We make a backward() call on the leaf variable(y) in the computation, computing all the gradients of `y` at once.

In [13]:
def f(x):
    return (x - 2) ** 2


def fp(x):
    return 2 * (x - 2)


x = torch.tensor([1.0], requires_grad=True)

y = f(x)
y.backward()

print(f'Analytical f\'(x): {fp(x)}')
print(f'PyTorch\'s f\'(x): {x.grad}')

Analytical f'(x): tensor([-2.], grad_fn=<MulBackward0>)
PyTorch's f'(x): tensor([-2.])


It can also find gradients of functions.

Let $\omega = [\omega_1, \omega_2]^T$

Consider $g(\omega) = 2\omega_1\omega_2 + \omega_2 \cos(\omega_1)$

Q: Compute $\nabla_{\omega}g(\omega) and verify \nabla_{\omega}g([\pi, 1]) = [2, \pi - 1]^T$

In [28]:
def g(w):
    return 2 * w[0] * w[1] + w[1] * torch.cos(w[0])


def grad_g(w):
    return torch.tensor([2 * w[1] - w[1] * torch.sin(w[0]), 2 * w[0] + torch.cos(w[0])])

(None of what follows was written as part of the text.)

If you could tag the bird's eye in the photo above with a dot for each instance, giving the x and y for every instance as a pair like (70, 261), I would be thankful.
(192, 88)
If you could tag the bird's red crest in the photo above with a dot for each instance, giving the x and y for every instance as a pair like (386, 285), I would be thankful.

w = torch.tensor([np.pi, 1], requires_grad=True)

z = g(w)
z.backward()

print(f'Analytical grad g(w): {grad_g(w)}')
print(f'Pytorch\s grad(w): {w.grad}')

Analytical grad g(w): tensor([2.0000, 5.2832])
Pytorch\s grad(w): tensor([2.0000, 5.2832])


## Using the gradients

Now that we have gradients, we can use our favorite optimization algorithm, gradient descent!

Let $f% the same function we defined above.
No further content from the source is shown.